Why, Not When

drill sergeant

What do you want?

To write a novel!

When do you want it?


March, struggling writer, march!

When it comes to goals, I think the question we should be asking is not necessarily “when” we want to achieve the thing. Of course we want it immediately. Better yet, we want it yesterday, with little or no effort, please. In my case, I want to have come out of the womb with a best-selling novel clutched in my pudgy little fist.

No, the real question is, “why do we want it?”

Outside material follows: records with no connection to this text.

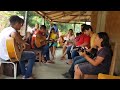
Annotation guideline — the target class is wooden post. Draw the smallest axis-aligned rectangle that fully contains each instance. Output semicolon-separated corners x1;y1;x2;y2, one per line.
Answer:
24;11;28;36
73;23;76;32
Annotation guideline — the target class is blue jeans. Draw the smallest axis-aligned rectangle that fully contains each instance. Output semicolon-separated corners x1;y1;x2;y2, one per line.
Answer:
19;51;36;78
69;56;86;78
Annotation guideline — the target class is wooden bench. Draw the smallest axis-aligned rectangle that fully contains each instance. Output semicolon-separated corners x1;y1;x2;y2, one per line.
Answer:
83;42;118;79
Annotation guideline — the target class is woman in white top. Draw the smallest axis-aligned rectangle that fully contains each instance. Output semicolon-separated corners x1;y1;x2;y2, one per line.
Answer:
61;29;75;60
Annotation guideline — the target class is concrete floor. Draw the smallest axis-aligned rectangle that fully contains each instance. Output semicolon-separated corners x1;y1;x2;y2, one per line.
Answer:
1;48;70;79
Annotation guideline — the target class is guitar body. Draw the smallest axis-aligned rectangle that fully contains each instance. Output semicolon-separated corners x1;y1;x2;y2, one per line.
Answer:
6;37;23;62
35;36;46;48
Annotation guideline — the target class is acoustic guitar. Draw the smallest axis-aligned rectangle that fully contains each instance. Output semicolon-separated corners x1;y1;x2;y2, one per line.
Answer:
6;37;23;62
35;36;47;48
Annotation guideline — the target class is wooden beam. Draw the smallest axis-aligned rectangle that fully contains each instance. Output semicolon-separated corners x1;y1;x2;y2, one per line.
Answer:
68;16;78;22
46;11;59;15
52;12;75;21
36;11;51;22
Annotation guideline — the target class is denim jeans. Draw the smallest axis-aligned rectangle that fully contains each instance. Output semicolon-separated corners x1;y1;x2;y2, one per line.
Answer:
69;56;86;78
19;51;36;78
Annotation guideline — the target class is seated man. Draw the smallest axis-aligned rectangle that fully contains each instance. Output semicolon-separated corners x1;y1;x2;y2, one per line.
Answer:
31;25;54;63
74;32;112;79
67;25;90;64
0;15;35;79
63;25;97;78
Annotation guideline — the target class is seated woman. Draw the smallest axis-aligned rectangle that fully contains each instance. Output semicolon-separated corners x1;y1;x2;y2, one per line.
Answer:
49;28;58;60
61;29;75;60
74;32;112;79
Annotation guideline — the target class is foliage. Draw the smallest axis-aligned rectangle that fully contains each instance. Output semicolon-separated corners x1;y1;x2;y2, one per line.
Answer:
0;11;83;34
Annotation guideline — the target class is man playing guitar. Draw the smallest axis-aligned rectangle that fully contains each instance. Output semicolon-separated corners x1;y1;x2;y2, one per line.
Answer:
0;15;36;79
31;25;54;63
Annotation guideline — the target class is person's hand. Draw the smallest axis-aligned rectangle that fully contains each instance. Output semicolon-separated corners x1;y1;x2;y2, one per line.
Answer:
79;51;86;57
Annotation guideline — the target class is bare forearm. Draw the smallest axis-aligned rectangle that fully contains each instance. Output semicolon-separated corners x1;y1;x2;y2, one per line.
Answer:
84;55;97;66
80;42;89;47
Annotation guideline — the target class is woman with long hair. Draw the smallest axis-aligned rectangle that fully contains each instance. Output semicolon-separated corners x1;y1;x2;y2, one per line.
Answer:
74;32;112;79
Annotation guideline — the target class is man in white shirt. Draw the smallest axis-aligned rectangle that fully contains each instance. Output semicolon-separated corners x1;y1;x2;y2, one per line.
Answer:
0;15;36;79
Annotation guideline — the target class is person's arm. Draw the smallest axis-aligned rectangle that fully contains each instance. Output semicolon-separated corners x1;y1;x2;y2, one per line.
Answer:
79;47;107;66
11;32;26;44
11;32;27;49
80;37;90;47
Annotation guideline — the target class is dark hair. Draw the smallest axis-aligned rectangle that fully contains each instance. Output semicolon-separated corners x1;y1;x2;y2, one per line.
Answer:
40;25;46;30
69;29;73;32
76;32;82;36
83;25;93;31
50;28;55;33
98;32;110;48
81;24;87;27
81;24;86;32
9;15;24;25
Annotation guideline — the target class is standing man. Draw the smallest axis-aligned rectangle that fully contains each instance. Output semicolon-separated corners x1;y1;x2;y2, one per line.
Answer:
0;15;36;79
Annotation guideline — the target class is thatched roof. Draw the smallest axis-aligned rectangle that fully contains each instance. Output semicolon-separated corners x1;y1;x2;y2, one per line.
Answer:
36;11;92;23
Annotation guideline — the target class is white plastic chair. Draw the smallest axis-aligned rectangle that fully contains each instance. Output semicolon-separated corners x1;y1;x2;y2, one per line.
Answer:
0;58;17;79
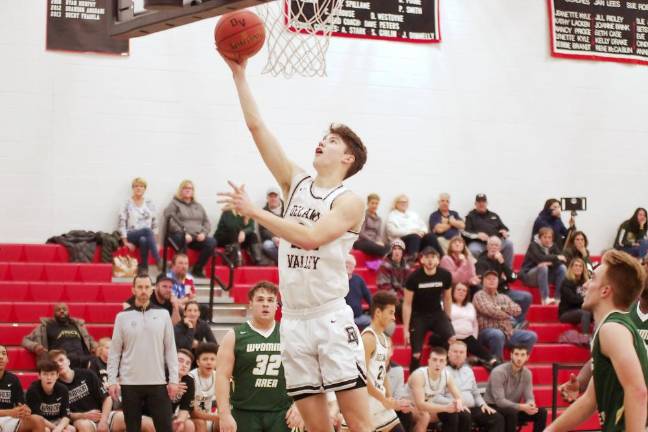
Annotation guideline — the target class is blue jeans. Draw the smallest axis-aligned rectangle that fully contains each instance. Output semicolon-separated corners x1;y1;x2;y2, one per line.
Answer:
478;328;538;360
505;289;533;324
126;228;160;268
521;264;567;300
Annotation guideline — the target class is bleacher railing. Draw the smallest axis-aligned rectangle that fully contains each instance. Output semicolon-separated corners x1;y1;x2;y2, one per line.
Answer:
162;215;236;323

“When” is easy – let’s face it, we’re all just about the instant gratification. But why? Aye, there’s the rub.  Why do we want that iPad? Why do we want a new house? Why do we want those muffins? What do we think they’ll give us? What are we actually looking for?

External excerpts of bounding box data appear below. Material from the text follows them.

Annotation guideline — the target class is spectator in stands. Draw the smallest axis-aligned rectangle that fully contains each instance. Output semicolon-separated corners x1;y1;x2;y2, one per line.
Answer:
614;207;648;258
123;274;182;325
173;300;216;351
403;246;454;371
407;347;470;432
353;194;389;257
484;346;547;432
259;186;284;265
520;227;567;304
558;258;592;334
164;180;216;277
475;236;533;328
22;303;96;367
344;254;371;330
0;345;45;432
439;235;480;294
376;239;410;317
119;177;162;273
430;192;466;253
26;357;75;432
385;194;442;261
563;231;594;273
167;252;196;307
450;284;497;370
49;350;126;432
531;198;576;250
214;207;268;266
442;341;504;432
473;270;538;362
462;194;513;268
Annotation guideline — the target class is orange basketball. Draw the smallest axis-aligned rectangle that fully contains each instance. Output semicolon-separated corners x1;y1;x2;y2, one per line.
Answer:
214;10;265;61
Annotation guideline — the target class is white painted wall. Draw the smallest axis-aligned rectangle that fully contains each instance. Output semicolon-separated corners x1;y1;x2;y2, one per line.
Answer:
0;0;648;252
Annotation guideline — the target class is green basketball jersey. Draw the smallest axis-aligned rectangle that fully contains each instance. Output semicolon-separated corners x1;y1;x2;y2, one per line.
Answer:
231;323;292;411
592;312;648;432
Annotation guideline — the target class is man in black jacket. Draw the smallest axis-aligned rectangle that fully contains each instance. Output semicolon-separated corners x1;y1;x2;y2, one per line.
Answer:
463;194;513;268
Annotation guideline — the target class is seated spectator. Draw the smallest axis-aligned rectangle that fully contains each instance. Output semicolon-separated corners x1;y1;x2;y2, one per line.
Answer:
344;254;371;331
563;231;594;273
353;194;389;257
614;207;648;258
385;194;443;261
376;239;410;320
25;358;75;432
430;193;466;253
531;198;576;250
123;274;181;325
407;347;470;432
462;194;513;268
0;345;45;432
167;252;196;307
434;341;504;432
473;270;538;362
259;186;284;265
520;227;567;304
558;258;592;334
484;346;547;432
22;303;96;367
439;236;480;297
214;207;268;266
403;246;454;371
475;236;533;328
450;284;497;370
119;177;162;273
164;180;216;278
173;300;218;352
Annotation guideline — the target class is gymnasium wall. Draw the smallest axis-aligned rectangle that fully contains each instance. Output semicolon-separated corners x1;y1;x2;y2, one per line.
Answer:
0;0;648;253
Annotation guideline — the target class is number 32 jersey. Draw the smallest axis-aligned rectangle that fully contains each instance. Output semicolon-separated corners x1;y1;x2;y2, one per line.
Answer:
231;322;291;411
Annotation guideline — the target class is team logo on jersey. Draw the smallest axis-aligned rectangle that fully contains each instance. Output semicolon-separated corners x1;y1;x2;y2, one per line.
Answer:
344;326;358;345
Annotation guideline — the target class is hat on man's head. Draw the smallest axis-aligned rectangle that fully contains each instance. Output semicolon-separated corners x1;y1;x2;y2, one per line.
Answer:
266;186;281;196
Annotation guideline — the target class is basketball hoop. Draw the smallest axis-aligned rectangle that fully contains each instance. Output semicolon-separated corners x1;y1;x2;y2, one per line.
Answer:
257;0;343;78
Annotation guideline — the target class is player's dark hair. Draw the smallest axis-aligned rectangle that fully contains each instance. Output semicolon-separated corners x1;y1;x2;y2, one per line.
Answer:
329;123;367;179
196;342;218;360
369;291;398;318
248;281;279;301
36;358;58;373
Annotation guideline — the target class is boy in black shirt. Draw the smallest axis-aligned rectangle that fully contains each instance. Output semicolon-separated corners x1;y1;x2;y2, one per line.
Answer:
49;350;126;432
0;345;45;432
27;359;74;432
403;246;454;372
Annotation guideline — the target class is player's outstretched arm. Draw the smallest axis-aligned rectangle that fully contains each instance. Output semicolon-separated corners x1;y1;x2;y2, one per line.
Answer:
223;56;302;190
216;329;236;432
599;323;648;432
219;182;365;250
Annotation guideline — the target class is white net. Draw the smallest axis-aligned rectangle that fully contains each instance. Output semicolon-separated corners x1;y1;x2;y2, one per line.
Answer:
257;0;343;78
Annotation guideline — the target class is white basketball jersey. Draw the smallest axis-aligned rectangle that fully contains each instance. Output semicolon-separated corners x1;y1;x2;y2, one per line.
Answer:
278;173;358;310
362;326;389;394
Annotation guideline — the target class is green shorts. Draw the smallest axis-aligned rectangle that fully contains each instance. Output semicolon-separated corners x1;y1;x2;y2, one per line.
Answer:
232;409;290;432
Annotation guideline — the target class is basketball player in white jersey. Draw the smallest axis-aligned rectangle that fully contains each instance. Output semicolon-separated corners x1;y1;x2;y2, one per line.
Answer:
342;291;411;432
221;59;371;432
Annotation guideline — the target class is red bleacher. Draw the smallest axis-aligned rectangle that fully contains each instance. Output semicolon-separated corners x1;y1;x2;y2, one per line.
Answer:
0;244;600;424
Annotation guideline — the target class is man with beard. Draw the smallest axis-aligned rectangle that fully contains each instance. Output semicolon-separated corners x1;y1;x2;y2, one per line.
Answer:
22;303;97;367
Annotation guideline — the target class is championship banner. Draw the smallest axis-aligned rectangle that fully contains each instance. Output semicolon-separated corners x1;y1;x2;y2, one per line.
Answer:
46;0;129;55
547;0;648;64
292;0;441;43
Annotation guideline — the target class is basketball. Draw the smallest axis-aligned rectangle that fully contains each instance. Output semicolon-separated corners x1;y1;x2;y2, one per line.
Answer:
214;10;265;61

I really like Bob Mayer’s book “Write It Forward” not because of the advice he gives (although a lot of that is excellent), but because he takes the aspiring writer through a series of exercises to help identify overarching goals.  That’s fine, but then he takes things one step further and asks WHY you want to achieve those goals.

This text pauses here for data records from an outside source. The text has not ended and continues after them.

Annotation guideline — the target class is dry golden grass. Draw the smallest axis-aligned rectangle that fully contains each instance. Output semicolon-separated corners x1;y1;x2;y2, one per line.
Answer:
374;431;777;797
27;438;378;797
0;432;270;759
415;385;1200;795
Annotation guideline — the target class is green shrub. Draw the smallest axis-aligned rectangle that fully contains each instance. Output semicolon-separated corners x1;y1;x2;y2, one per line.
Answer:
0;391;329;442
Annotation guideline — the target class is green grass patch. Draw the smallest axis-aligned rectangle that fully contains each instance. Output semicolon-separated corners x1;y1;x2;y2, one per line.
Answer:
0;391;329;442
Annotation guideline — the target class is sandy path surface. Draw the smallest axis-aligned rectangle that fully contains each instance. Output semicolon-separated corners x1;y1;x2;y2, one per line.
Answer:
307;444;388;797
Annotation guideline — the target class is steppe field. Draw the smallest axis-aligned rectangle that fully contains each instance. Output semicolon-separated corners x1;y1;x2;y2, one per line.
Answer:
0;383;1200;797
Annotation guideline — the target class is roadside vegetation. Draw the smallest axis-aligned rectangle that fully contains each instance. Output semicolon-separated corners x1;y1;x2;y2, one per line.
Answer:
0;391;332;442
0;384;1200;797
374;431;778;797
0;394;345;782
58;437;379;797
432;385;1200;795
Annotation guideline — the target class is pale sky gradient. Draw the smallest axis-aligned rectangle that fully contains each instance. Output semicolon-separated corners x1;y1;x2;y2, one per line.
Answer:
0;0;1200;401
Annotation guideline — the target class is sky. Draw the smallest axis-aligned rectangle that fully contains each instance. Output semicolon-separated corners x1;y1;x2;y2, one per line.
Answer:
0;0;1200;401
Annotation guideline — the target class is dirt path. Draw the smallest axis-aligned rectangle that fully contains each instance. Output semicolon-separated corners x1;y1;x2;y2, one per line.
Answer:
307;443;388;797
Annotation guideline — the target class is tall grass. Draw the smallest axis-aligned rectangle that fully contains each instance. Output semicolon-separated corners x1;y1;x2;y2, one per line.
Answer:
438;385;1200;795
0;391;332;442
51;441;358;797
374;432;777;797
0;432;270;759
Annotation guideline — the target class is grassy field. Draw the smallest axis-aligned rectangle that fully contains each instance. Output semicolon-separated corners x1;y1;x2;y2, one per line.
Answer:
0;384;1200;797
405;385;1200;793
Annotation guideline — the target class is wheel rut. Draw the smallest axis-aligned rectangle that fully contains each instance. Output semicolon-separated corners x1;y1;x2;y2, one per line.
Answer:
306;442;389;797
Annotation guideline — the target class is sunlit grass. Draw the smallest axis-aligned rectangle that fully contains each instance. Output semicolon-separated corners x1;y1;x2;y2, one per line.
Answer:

Personally, I found both of questions challenging to answer.  But the hardest thing for me to identify was “why”.

Welllll, because I want to, that’s why.

That’s not good enough soldier!

Speaking for myself (which I will since I don’t know what you’re saying) one of my overarching goals is, as fate would have it: “I want to tell lots and lots of stories and have people read them without me browbeating them to do it.”

But why?  Am I seeking money?  Power?  Notoriety?  A fine physique and a date with Hugh Jackman?  WHY?

After considerable thought, I’ve come to the conclusion that I want to tell lots and lots of stories  because I love to tell stories. And it makes me feel full when I can write every day – like a piece of my own particular and weirdly-shaped puzzle has snapped into place.

Yeah, not exactly an earth-shattering reasons, I know.  But at the base of it, they’re why I push myself to write when it would be much easier to vegetate in front of the computer watching the Kitten Cam.  So I guess they’re reasons enough.

And of course, the real reason to ask why you want to achieve something is so you can decide how you want to move forward.  If I want to make lots and lots of money as a writer, then my path is different than if I say I want to tell lots and lots of stories.  Money might come from stories.  Stories might come from the pursuit of money.  But the paths are not quite the same.

WHY.  I think it’s the question we need to answer.  Well, if we really want to achieve the goal.




  1. Hugh Jackman any day…..Seriously, just do what you love to do.